Dear community,
I have a few questions about proteomic data analysis. I’m analyzing results from StPeter (https://www.ncbi.nlm.nih.gov/pmc/articles/PMC5891225/), a protein-level label-free quantification tool for MS/MS data, with an FDR of 1%.
I have two groups: control and mut (double knockouts). Each group consists of three samples. For the downstream analysis, I keep only the following detected/quantified proteins:
- Detected in all six samples;
- Detected only in all three control samples but not in any of the mut samples;
- Detected only in all three mut samples but not in any control samples.
Some proteins are expressed at levels between 30-60 ng, while others are only at 0.01-1 ng. The total number of quantified proteins after filtering is approximately 1,700. About 150 proteins are unique to the three control samples, and another 150 are unique to the three mut samples.
Before statistical analysis, I applied log2 transformation to the data.

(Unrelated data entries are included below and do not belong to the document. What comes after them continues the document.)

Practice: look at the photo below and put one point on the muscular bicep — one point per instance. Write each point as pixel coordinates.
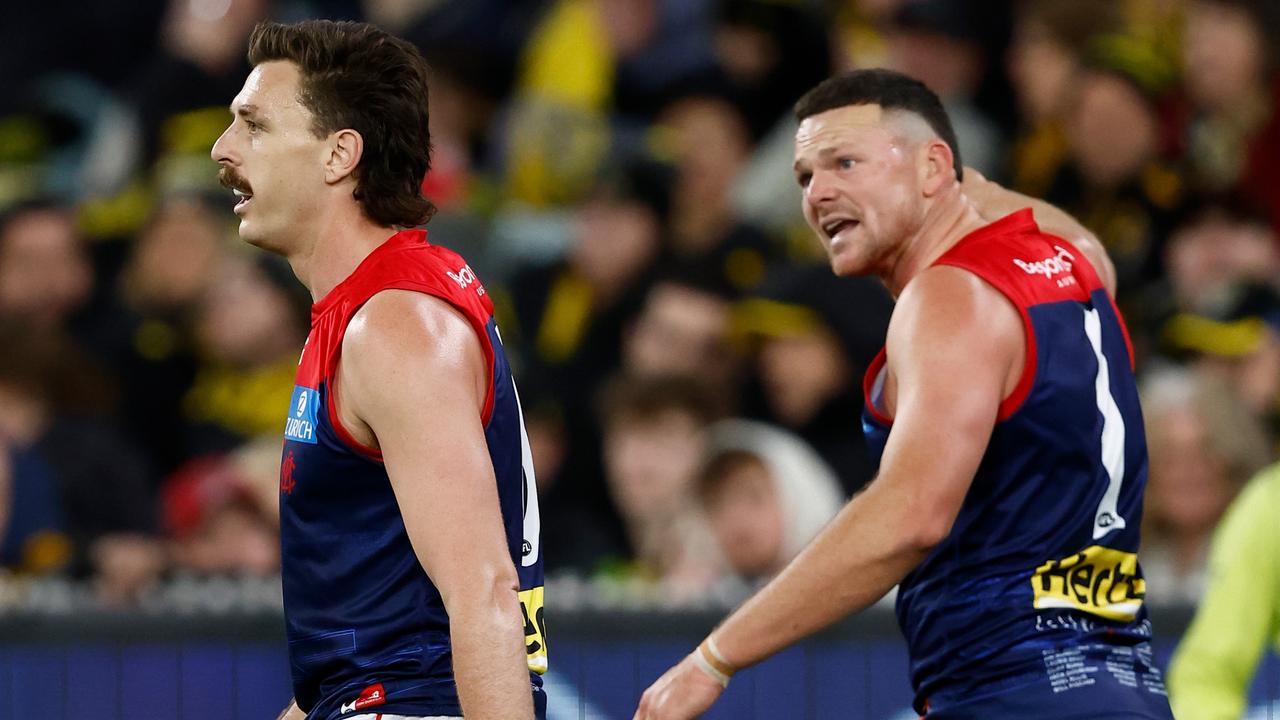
(414, 372)
(952, 347)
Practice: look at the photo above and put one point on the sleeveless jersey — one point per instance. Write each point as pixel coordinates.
(366, 627)
(1043, 552)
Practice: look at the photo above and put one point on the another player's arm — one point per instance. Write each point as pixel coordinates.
(952, 347)
(412, 370)
(995, 201)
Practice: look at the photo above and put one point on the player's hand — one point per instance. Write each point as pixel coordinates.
(681, 693)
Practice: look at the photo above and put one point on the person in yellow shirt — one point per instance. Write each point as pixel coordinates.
(1239, 616)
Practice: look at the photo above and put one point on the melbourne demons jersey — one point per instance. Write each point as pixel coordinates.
(366, 627)
(1043, 552)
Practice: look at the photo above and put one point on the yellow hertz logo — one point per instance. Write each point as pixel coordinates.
(535, 628)
(1101, 580)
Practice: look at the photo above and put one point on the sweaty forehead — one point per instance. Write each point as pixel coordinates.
(839, 122)
(831, 130)
(272, 86)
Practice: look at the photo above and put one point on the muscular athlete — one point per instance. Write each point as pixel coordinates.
(411, 570)
(1004, 413)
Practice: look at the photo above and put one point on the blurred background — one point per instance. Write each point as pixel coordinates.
(617, 172)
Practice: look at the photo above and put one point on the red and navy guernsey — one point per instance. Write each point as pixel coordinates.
(366, 627)
(1042, 557)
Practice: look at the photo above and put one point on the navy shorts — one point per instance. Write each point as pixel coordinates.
(1095, 682)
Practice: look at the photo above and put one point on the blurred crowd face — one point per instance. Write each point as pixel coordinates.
(1112, 130)
(1041, 71)
(270, 155)
(174, 254)
(245, 319)
(746, 518)
(1208, 255)
(1188, 487)
(1223, 54)
(860, 186)
(680, 332)
(650, 463)
(800, 374)
(712, 145)
(44, 269)
(949, 65)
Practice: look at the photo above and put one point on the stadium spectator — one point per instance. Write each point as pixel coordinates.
(766, 495)
(682, 329)
(1045, 59)
(1233, 85)
(248, 327)
(1202, 451)
(654, 436)
(78, 495)
(817, 336)
(1237, 620)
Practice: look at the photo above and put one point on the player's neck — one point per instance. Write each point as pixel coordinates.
(946, 222)
(337, 247)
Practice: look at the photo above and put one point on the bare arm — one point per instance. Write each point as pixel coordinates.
(412, 370)
(995, 201)
(951, 347)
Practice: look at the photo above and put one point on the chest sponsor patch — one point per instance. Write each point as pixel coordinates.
(301, 423)
(1100, 580)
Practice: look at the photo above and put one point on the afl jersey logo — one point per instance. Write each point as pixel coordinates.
(301, 423)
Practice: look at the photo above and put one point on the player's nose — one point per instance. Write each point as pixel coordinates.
(222, 149)
(822, 187)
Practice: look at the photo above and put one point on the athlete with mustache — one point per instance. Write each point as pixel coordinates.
(408, 514)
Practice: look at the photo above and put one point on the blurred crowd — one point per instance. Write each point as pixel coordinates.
(618, 173)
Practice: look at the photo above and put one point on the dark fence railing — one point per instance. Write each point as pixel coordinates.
(201, 665)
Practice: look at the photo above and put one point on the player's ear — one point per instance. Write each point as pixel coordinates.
(346, 147)
(938, 167)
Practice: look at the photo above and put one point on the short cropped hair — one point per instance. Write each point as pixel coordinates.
(357, 76)
(891, 90)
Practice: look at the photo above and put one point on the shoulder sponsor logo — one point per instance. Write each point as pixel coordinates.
(287, 466)
(301, 423)
(465, 278)
(1100, 580)
(1048, 267)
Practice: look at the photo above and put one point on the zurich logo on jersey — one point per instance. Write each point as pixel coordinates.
(301, 423)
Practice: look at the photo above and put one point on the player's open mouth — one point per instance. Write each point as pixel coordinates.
(243, 199)
(837, 226)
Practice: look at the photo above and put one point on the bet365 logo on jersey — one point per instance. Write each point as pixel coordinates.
(1101, 580)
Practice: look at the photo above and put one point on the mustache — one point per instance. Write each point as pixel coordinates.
(229, 180)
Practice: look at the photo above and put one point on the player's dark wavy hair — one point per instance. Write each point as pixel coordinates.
(357, 76)
(891, 91)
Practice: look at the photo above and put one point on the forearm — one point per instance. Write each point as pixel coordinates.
(867, 550)
(489, 662)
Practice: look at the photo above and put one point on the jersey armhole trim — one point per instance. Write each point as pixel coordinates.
(878, 364)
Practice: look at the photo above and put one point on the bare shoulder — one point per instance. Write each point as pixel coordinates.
(947, 313)
(402, 341)
(1097, 256)
(949, 301)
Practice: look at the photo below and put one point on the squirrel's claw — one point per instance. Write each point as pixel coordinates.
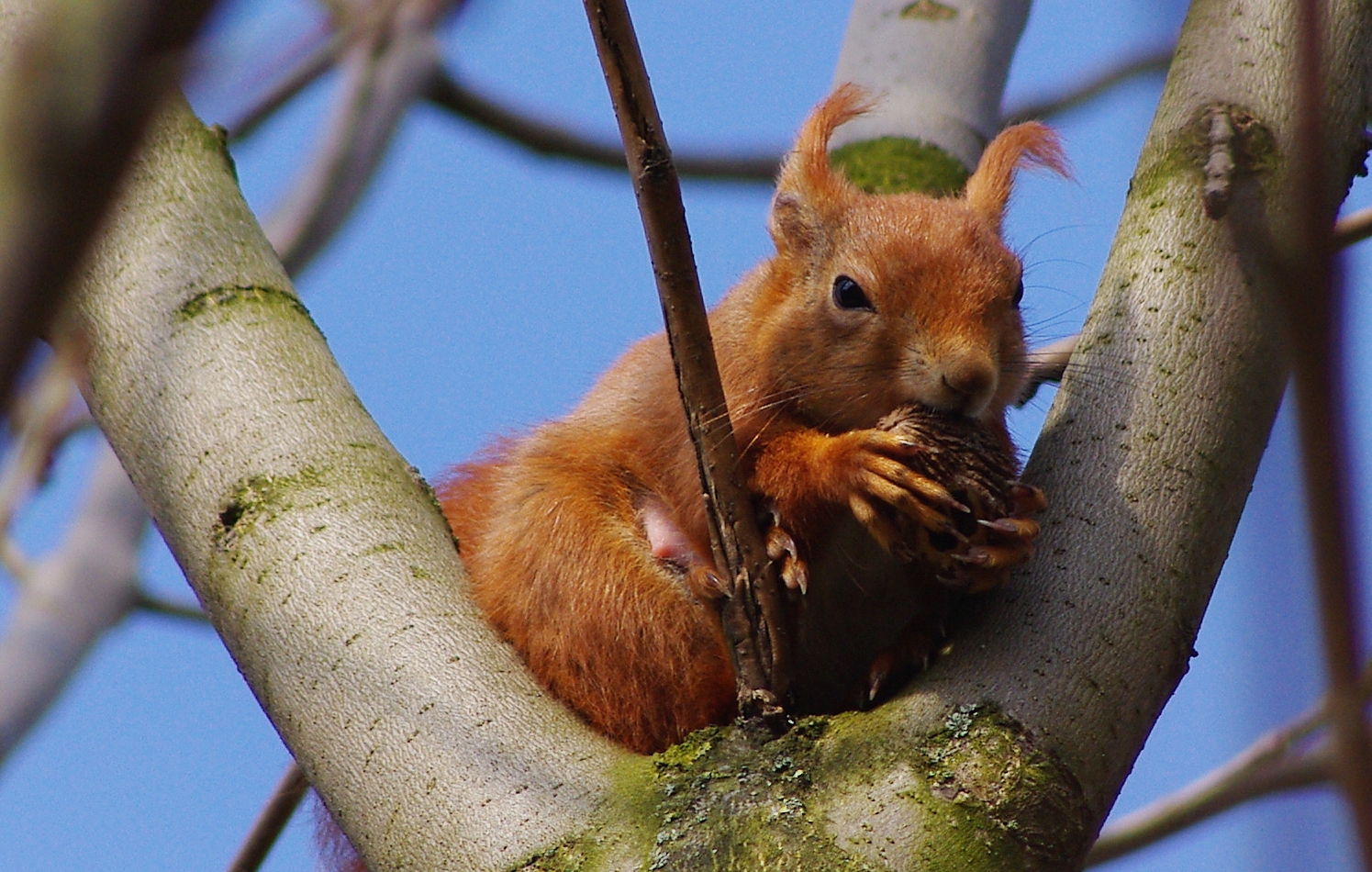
(898, 664)
(782, 548)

Question 1: Do I need to perform any additional data processing (QC, normalization, etc.) besides StPeter’s built-in normalization? StPeter performs protein-level quantification of mass spectrometry data using MS/MS data. The primary unit of quantification is the Spectral Index, which extends spectral counting by integrating fragment ion peak intensity. The protein quantities are normalized by protein length and total spectral index abundance across the entire sample.

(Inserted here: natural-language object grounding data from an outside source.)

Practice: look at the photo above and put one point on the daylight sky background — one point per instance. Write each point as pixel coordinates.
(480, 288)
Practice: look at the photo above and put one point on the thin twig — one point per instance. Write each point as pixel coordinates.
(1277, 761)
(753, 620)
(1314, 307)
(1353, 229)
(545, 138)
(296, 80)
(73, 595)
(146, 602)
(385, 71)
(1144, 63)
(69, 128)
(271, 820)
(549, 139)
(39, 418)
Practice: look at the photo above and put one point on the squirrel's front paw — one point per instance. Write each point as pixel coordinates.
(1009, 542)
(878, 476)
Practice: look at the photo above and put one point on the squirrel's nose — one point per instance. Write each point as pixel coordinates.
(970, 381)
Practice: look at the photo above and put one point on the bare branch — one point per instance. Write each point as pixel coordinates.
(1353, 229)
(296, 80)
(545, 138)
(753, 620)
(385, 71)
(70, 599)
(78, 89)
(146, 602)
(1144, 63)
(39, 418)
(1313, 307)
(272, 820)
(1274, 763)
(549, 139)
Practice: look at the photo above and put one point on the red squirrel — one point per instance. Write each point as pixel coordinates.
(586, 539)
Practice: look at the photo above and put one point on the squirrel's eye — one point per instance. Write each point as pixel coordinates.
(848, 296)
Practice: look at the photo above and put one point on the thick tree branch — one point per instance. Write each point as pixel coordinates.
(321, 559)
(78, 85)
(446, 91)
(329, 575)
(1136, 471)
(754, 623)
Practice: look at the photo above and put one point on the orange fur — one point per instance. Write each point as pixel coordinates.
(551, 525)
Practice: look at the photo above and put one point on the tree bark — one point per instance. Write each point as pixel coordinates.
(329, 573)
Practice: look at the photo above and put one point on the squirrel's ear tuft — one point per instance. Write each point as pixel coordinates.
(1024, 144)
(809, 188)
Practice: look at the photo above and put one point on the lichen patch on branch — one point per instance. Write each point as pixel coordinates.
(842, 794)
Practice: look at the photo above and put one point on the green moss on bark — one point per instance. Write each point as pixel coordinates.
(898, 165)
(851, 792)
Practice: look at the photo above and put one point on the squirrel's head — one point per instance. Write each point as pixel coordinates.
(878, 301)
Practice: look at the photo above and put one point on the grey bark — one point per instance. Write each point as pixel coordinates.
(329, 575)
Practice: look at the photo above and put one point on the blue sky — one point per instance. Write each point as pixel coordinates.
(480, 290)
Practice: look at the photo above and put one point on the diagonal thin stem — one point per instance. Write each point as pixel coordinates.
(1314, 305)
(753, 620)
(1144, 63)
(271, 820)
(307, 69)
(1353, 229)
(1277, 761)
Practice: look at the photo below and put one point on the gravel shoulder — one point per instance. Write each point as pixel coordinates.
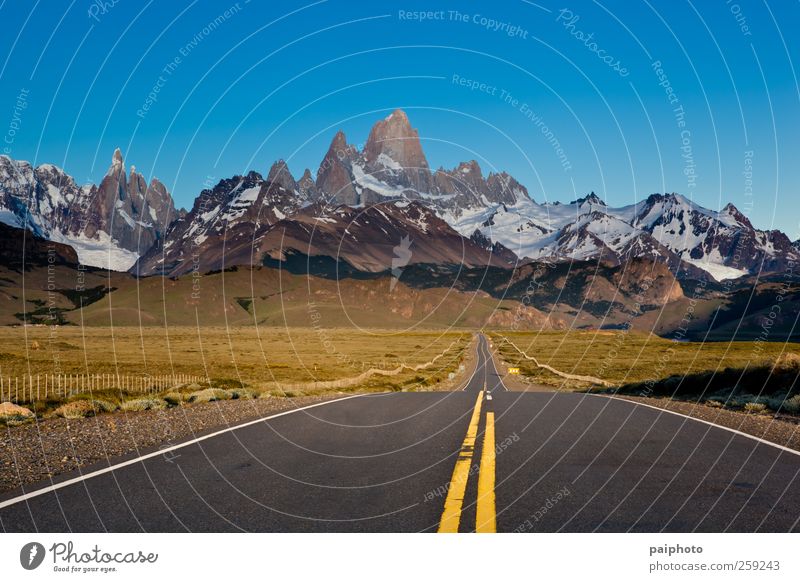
(781, 429)
(44, 449)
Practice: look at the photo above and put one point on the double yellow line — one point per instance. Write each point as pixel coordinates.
(485, 520)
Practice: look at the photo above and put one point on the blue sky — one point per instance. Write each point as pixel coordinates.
(568, 97)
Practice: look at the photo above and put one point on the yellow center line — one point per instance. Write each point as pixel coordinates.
(451, 516)
(485, 519)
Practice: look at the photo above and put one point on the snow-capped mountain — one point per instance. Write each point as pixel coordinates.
(243, 219)
(226, 224)
(249, 220)
(108, 225)
(669, 227)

Question 2: What statistical analysis should I use? The proteins detected in both control and mut groups have a normal distribution. However, the proteins unique to each group make the entire dataset non-normally distributed. When I apply non-parametric tests to the entire dataset, they don’t identify any statistically significant differences between controls and muts, not even for the knockout proteins. This remains true even if I use a permutation test with 100,000 permutations.
How can I statistically correctly detect differences in such a dataset?
Thank you!
Thanks a lot, ATpoint! Limma with its M-estimation did the trick both mathematically and biologically. I appreciate your help!